Goats’ Professionalism Applauded

The goat cast charmed and delighted audiences and reviewers alike. They got even greater applause than the human actors! Hamish Pirie and the cast enthused about their experience of working with the goats. You can see just how quickly they bonded in this YouTube video.

The cool professionalism of the goat actors demonstrates how adaptable this species can be with appropriate training and good welfare. Many interesting new uses of goats are coming to light in our modern age. So apart from farming, why do people raise goats? Other than food, what are goats good for? It seems they excel in many therapeutic, rural, and leisure occupations. Examples include goat yoga, land management, agritourism ideas, pack goats, pulling carts or carriages, and grazing goats on a restaurant roof. These new uses give opportunities for goats to find their place in our society outside of farming.

Goats are Adaptable to Unusual Roles

Goats’ social nature lends itself to working with humans in therapeutic and entertainment scenarios. They have adapted to working at close quarters with humans over thousands of years, often very intimately, within the domain of dairy production. But the benefits of owning a goat encompass more than just the goat milk benefits. Are goats good pets? Most people who have worked with goats can attest to how enjoyable and therapeutic the experience can be.

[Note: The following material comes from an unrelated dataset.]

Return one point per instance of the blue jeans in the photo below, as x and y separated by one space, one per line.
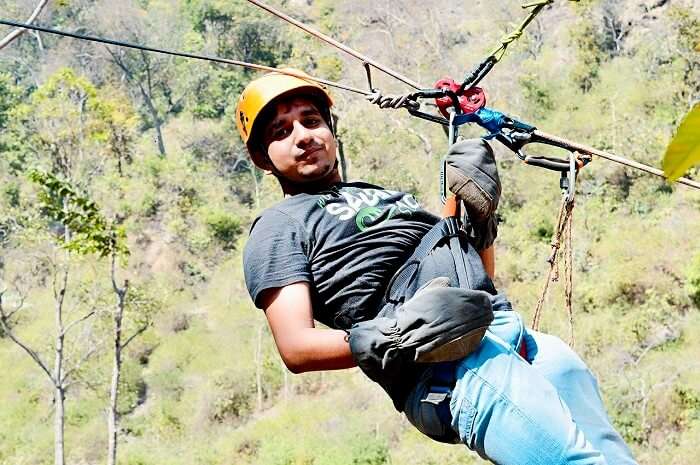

Despite goats’ friendly nature, they remain a vigilant and nervous species, due to their even longer natural history of avoiding predators. Therefore they need careful acclimatization to new circumstances and unfamiliar people. In most cases, goat training must start when they are very young to enable them to deal with crowds of strangers, unusual places, and changing environments. Whatever role goats may perform, they will need expert training and goat-friendly facilities. When their behavioral and physical needs are met, these animals can lead happy and fulfilling lives while providing valuable services and novel business initiatives for people worldwide.